WISH: An engaging, brand new 4-player arcade-style TMNT game featuring the Nickelodeon Turtles. Let friends and strangers alike bond for the ultimate goal of taking down the Foot.
Wheaties may be "the breakfast of champions," but what about Ninjas? Well, they were treated to the power-packed crunch of TMNT Cereal. Kids started every morning with this killer combination of "ninja nets" and marshmallows (in the shape of the Turtles & their weapons). Totally tubular - totally tasty!
On school days, my breakfast ritual consistently had me scarfing down cereal. Usually, my customary Turtle bowl was filled with the healthier brands - Cheerios, Rice Krispies, and Kix. But once in a blue moon, you'd find me wolfing down the sweeter stuff. Marshmallows and sugary bits of breakfast would be piled high in my bowl. Spoonful after spoonful, I'd gobble it down as it transformed my meal from routine to fun.

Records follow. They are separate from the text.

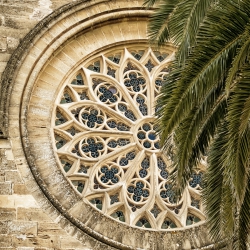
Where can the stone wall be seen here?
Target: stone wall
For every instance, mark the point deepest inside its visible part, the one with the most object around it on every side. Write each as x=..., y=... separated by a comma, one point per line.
x=23, y=224
x=26, y=223
x=17, y=18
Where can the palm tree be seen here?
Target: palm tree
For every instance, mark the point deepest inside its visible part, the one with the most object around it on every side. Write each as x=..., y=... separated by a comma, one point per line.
x=205, y=105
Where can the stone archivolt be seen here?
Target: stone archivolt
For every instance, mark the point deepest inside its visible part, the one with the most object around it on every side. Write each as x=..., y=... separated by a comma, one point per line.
x=107, y=145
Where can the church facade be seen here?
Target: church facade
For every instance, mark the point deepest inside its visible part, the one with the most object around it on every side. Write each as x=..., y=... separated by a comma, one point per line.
x=80, y=163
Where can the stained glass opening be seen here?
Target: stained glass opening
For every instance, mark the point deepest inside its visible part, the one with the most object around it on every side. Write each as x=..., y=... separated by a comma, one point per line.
x=107, y=145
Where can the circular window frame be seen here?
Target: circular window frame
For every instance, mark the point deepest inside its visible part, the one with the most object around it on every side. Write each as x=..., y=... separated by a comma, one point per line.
x=31, y=62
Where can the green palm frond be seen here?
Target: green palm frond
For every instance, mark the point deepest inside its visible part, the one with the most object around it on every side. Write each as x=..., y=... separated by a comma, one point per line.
x=213, y=185
x=150, y=3
x=238, y=145
x=205, y=105
x=195, y=133
x=244, y=221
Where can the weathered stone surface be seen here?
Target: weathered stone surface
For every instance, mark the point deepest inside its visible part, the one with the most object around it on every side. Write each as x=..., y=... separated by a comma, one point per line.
x=20, y=189
x=19, y=227
x=32, y=214
x=13, y=176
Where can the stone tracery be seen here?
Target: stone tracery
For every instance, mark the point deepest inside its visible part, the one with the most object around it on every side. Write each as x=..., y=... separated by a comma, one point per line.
x=107, y=145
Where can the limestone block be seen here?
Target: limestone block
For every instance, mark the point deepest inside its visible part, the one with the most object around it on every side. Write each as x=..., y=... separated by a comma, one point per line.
x=3, y=44
x=13, y=176
x=2, y=176
x=70, y=243
x=20, y=189
x=12, y=42
x=7, y=214
x=36, y=242
x=6, y=201
x=49, y=228
x=20, y=227
x=27, y=201
x=3, y=227
x=32, y=214
x=6, y=241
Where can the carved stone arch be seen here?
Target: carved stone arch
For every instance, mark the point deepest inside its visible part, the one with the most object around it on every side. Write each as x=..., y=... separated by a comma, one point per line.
x=48, y=59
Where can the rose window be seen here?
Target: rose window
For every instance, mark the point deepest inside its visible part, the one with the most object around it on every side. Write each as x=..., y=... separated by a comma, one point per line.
x=107, y=145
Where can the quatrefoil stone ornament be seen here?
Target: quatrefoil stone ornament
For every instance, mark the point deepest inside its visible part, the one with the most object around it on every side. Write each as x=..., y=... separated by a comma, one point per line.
x=107, y=144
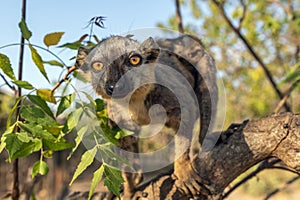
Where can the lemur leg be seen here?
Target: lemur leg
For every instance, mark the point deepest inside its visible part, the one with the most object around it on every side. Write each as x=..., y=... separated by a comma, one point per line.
x=132, y=179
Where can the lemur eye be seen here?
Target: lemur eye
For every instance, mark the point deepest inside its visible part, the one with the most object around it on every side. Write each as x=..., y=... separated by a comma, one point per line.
x=97, y=65
x=135, y=60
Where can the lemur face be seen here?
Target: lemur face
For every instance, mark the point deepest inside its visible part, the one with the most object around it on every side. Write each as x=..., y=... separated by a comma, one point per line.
x=112, y=58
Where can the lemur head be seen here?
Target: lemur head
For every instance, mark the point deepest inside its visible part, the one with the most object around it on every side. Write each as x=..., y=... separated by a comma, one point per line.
x=107, y=62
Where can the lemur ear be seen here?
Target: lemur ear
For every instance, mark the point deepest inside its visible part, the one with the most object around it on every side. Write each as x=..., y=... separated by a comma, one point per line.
x=81, y=57
x=149, y=44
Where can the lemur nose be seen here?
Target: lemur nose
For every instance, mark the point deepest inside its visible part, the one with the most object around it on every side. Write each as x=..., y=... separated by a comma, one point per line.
x=110, y=88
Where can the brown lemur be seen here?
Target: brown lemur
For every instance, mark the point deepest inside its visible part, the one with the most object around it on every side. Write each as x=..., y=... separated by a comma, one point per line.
x=172, y=72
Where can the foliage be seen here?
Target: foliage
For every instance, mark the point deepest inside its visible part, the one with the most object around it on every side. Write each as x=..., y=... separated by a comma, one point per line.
x=33, y=123
x=271, y=28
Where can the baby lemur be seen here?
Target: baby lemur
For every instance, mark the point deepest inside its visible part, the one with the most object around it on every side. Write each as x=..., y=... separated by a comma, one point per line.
x=177, y=74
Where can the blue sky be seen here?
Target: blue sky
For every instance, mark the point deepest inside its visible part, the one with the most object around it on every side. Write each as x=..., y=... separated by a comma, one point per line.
x=71, y=17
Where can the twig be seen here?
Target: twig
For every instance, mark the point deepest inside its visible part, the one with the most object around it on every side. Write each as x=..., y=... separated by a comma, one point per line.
x=282, y=187
x=252, y=52
x=263, y=165
x=178, y=17
x=64, y=78
x=8, y=84
x=286, y=96
x=244, y=14
x=15, y=187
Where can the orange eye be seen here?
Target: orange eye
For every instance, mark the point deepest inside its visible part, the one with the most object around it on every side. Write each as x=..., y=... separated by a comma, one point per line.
x=97, y=65
x=135, y=60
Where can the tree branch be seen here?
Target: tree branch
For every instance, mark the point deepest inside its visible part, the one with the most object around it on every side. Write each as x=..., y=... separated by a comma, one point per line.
x=8, y=84
x=252, y=52
x=282, y=187
x=248, y=144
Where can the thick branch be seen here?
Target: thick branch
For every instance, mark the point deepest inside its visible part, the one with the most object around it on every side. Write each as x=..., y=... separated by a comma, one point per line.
x=253, y=53
x=248, y=144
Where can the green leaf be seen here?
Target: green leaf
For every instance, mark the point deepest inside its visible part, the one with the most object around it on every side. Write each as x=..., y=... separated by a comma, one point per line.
x=26, y=33
x=23, y=137
x=293, y=76
x=38, y=61
x=73, y=45
x=37, y=131
x=47, y=95
x=9, y=118
x=72, y=120
x=24, y=84
x=57, y=145
x=97, y=176
x=113, y=179
x=54, y=63
x=37, y=100
x=86, y=160
x=52, y=38
x=6, y=66
x=8, y=131
x=40, y=167
x=34, y=114
x=78, y=139
x=13, y=144
x=28, y=148
x=65, y=103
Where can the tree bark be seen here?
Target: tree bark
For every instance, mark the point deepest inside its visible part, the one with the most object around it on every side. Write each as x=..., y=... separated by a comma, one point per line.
x=242, y=146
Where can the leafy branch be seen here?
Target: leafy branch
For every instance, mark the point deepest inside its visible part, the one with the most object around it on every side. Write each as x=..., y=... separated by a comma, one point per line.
x=252, y=51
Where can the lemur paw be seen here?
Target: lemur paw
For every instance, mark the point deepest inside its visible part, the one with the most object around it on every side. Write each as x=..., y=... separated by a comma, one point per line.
x=187, y=179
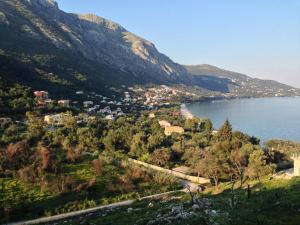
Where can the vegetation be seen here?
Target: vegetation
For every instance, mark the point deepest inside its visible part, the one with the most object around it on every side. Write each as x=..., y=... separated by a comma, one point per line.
x=47, y=170
x=272, y=202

The act of eating the sugary cereals wasn't the only merry moment. The playful artwork on their boxes was hypnotic. I was lured in by the wonderland of colors and characters that covered the packaging. Heck, there were even games! The healthier brands definitely couldn't compete. Lucky The Leprechaun blew Cornelius Rooster out of the water. No contest.
But really, don't all marshmallow cereals taste the same? It's the packaging and box art that separates them. People don't argue that one cereal is tastier than the other - it's more of a debate on which one has the better mascot. So when the TMNT Cereal hit our breakfast table, it was the best of both worlds. A sweet treat branded with my favorite green machines. I wanted breakfast three times a day, for every meal.
WISH: Bring TMNT back to breakfast! Nickelodeon, you don't even need to update the recipe. Just jazz up the box with the new versions of our favorite heroes.
My favorite film has not changed since 1990 - when the original TMNT movie hit the silver screen. The entire experience had me in awe. The costumes, the dark tone, the acting - I loved it. The action and comedy were pretty top-notch too. Nothing disappointed me.
Unfortunately, the same can't said for the sequels. Each entry ushered in a new take on the mutated teens that never quite stacked up to the original. But, I still enjoyed the sequels. Each time the Turtles released a new flick, I was first in line to buy a ticket. I ate my popcorn, laughed at the jokes, and basked in the glory of my favorite heroes being on the big screen. But now, it's been 6 years since their last cinematic adventure. Time is ticking. Thanks to Nickelodeon, momentum is once again on the Turtles side. The big screen hiatus needs to end.
WISH: Release a new TMNT movie - a film that captures the hearts of fans both new and old. Cram in action, adventure, and solid storytelling. And don't forget to throw in a few laughs too. It's a hefty ask, but my fingers are crossed.
Well, there you have it. The Sewer Den's Wish List full of wild TMNT dreams. Over the next few years, we'll see how this thing pans out. Hopefully I'll be scratching these items off the list one by one.
What do you guys think? Am I forgetting anything? If there's something special you'd throw on your Wish List, speak up. Nickelodeon has the power - the Turtle Power.